Gardaí had to get a lift from Army to deal with civil unrest

Cars were burned out in Tallaght on Friday, during a night of unrest that led to gardaí being ferried in by the Defence Forces
Cars were burned out in Tallaght on Friday, during a night of unrest that led to gardaí being ferried in by the Defence Forces
Tom Brady

Tom Brady

Senior gardaí are to review the deployment of the force's fleet of high-powered vehicles after they had to call in the Army to ferry personnel from across the capital to help deal with an outbreak of looting in Tallaght.

But officers said last night that the transport difficulties they faced on Friday evening were a "once-off" as a result of snow drifts and treacherous road conditions.

The decision to seek help from the Army and the civil defence was also taken as a result of time constraints, as reinforcements were badly needed after local officers came under attack from stone-throwing gangs.

The Army deployed a massive 6x6 Scania truck to ferry officers from outside districts to the main flashpoint area at Fortunestown Lane, while Civil Defence vehicles were used to deploy 16 gardaí from the Public Order Unit to the scene.
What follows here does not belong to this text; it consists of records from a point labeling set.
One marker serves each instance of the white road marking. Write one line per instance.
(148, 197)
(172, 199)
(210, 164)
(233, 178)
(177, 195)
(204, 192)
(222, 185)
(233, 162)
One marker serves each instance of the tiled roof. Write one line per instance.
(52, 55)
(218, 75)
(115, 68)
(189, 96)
An Garda Síochána has a fleet of 4x4 vehicles, which are located in each district and division and are available to the specialist units and the Traffic Corps.
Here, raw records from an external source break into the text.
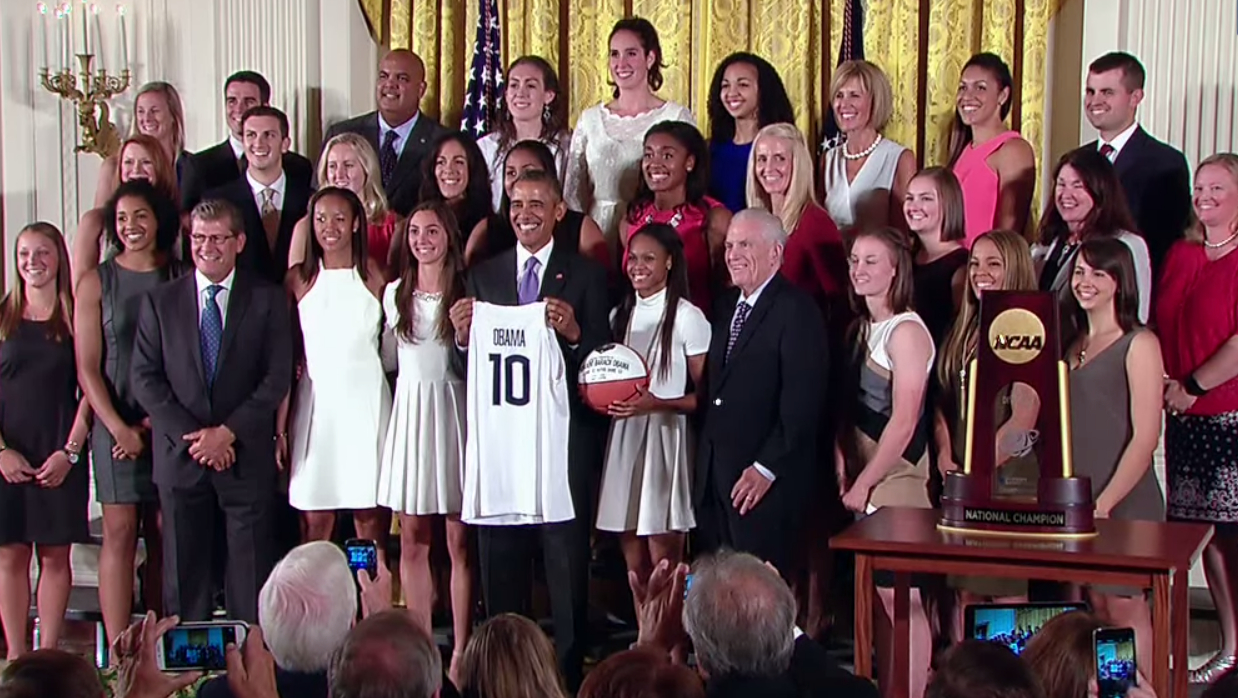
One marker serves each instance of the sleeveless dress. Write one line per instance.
(341, 412)
(728, 173)
(603, 168)
(646, 479)
(692, 224)
(38, 400)
(1101, 410)
(981, 186)
(422, 456)
(495, 156)
(121, 290)
(872, 185)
After receiving initial reports of looting at the Lidl store in Fortunestown Lane, Tallaght gardaí sent out a patrol in a 4x4 to investigate.

But heavy snow drifts and barriers, which had been erected to hamper their approach, meant that the patrol could not reach the scene.

The officers then attempted to gain access on foot, but came under attack.

Senior gardaí initially considered sending reinforcements from the armed support units on duty in the city and public order units in their own vehicles.

But an officer explained last night that in the interests of safety and the need to deploy the reinforcements as quickly as possible to the scene, it was decided to ask the military and civil defence to help out with their transport vehicles.

He pointed out that in normal circumstances the gardaí could have coped using their own resources, but the conditions and time constraints they faced in an extraordinary situation on Friday meant it was more practical and safe to seek help from the other agencies.

An overall examination of the difficulties they encountered and the resources they had available to them would be carried out, he said.

Meanwhile, the Defence Forces deployed 1,200 personnel and 350 vehicles to tackle a range of tasks in support of the civil authorities over the past few days.

An additional 33 vehicles, including 4x4s, 6x6s and snow ploughs, and 220 personnel were deployed yesterday morning, with back-up from troops in barracks around the country.

The main focus of the military operations was to ensure that the HSE could provide essential services. The Army provided doctor/paramedic support, patient transfer and logistical help in clearing snow and ice at critical locations.

Most of the military were deployed in Wexford, Kildare and Laois, with tasks including providing an ambulance service in Wexford, patient transfers and transferring essential medical and prison service staff.